SYNERGISTIC MULTIMODAL COMMUNICATION
IN COLLABORATIVE MULTIUSER ENVIRONMENTS

J. Flanagan, G. Burdea, C. Kulikowski, I. Marsic, P. Meer, and J. Wilder

Center for Computer Aids for Industrial Productivity (CAIP)
Rutgers University

CONTACT INFORMATION

James Flanagan
CAIP Center
Rutgers University
Piscataway, New Jersey 08855-1390
Phone: (732) 445-3443
Fax : (732) 445-0547
Email: jlf@caip.rutgers.edu

WWW PAGE

http://www.caip.rutgers.edu/multimedia/multimodal/

PROGRAM AREA

Adaptive Human Interfaces.

KEYWORDS

multimodal interfaces, gesture recognition, intelligent agents, sensory fusion, collaborative multiuser environments, conversational interaction, image understanding, gaze tracking

1997 ANNUAL PROGRESS REPORT

You can download a brief summary of achievements attached to the 1997 Annual Progress Report. (7MB Postscript).

PROJECT SUMMARY

Motivation Advances in networking and computing open new opportunities for collaborative work by geographically-separated participants. The challenge is to employ technology to extend human intellectual capabilities. Success depends upon natural, easy human/machine communication, and upon strategies that permit the machine to serve as a "value-added mediator." Technologies for human/machine communication, though imperfect as yet, have individually advanced sufficiently that they can serve simultaneous, multimodal communication in computer interfaces. The aim is to emulate features and advantages of multisensory human communication.

Objective This research establishes, quantifies, and evaluates design methodologies for the synergistic combination of human/machine communication modalities in collaborative multiuser environments.

Method This research creates a multiuser, collaborative environment with multimodal human/machine communication in the dimensions of sight, sound and touch. The network vehicle (called DISCIPLE, for Distributed System for Collaborative Information Processing and Learning) is an object-oriented groupware (presently evolving under DARPA sponsorship) running on the Internet TCP/IP as well as Asynchronous Transfer Mode (ATM) intracampus network.

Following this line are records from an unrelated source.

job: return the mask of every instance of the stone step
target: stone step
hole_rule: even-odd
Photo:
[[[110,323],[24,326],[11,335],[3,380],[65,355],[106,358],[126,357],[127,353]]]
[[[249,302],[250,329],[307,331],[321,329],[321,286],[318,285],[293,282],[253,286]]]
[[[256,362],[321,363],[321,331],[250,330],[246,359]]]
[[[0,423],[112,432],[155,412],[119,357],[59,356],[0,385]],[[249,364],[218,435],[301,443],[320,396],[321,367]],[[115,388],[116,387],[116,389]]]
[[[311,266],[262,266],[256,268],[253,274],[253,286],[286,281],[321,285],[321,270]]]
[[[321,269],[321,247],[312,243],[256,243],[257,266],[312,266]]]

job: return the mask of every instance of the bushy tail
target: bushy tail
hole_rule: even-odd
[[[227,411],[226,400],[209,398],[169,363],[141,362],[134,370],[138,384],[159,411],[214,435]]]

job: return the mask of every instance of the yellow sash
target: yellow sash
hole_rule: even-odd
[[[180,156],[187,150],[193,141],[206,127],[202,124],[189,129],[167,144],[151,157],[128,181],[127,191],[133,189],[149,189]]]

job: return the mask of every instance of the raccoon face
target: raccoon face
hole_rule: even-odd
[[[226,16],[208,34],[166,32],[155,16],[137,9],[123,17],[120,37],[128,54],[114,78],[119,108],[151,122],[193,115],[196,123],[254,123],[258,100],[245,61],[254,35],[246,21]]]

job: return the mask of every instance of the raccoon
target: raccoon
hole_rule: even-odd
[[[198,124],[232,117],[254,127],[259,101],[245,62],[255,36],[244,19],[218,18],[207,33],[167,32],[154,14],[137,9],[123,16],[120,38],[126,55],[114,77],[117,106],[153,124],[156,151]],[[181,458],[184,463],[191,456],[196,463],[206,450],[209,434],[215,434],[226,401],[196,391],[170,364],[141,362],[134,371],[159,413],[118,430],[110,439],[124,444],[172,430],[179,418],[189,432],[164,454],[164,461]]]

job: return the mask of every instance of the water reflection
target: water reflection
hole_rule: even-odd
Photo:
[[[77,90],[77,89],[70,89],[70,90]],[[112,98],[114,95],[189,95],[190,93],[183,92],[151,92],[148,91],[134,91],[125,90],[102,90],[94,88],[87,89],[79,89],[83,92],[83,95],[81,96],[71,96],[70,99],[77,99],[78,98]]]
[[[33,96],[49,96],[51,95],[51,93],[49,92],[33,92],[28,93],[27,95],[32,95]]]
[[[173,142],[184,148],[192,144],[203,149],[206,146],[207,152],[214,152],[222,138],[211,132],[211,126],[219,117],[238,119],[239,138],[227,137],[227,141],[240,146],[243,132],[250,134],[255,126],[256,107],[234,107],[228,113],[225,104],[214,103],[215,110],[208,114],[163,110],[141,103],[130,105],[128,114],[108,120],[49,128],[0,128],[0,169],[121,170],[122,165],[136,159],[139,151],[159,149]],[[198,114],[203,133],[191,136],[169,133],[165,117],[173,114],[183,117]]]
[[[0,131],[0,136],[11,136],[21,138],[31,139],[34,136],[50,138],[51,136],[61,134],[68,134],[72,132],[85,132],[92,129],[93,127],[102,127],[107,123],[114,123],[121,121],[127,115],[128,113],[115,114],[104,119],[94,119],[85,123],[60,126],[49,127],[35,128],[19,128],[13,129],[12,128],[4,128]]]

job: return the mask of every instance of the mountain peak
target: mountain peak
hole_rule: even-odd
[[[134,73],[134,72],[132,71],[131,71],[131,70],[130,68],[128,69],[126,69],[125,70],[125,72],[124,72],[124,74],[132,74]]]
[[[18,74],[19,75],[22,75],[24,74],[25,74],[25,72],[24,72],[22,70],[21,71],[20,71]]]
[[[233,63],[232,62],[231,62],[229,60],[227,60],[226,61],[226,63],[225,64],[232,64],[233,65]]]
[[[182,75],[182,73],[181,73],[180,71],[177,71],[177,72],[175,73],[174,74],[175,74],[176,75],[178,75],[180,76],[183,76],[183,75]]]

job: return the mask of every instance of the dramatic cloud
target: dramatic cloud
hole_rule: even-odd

At three user stations, CAIP-developed technologies for sight (eye-tracking, foveating sensing, image and face recognition), sound (automatic speech and speaker recognition, speech synthesis, distant-talking autodirective microphone arrays) and touch (gesture and position sensing, force-feedback gloves, and multitasking tactile software) are integrated into DISCIPLE for simultaneous multimodal use. The system so constituted provides a test bed for measuring benefits and synergies. With participation from cognitive science and human-factors engineering, a realistic application scenario is designed to evaluate combinations of modalities and to quantify performance.

Application scenarios that might be served by the system embrace activities as disparate as collaborative design, cooperative data analysis and manipulation, battlefield management, corporate decision making, and telemedicine. An initial experimental scenario is chosen to encompass ingredients of these collaborative tasks. The experimental scenario is based on the design, layout and equipment acquisition for a digital signal processor laboratory. Subjects are sets of three collaborators who are to share and work in the facility. Measurements of the time to achieve a satisfactory solution and the quality of the solution (as judged by a technical panel) quantify the utility of multimodal communication.

Significance This research formulates and establishes methods for designing networked computer systems for multiuser collaborative tasks in which multimodal human/machine communication produces a demonstrable benefit. An additional impact of the research is the graduate training of four Ph.D. candidates in this newly-emerging field.

PROJECT REFERENCES

G. Burdea, Force and Touch Feedback for Virtual Reality, John Wiley & Sons, New York, 1996.

D. Comaniciu, P. Meer, "Robust Analysis of Feature Spaces: Color Image Segmentation," Proceedings of the IEEE Conference on Computer Vision and Pattern Recognition (CVPR'97), San Juan, Puerto Rico, pp.750-755, June 1997.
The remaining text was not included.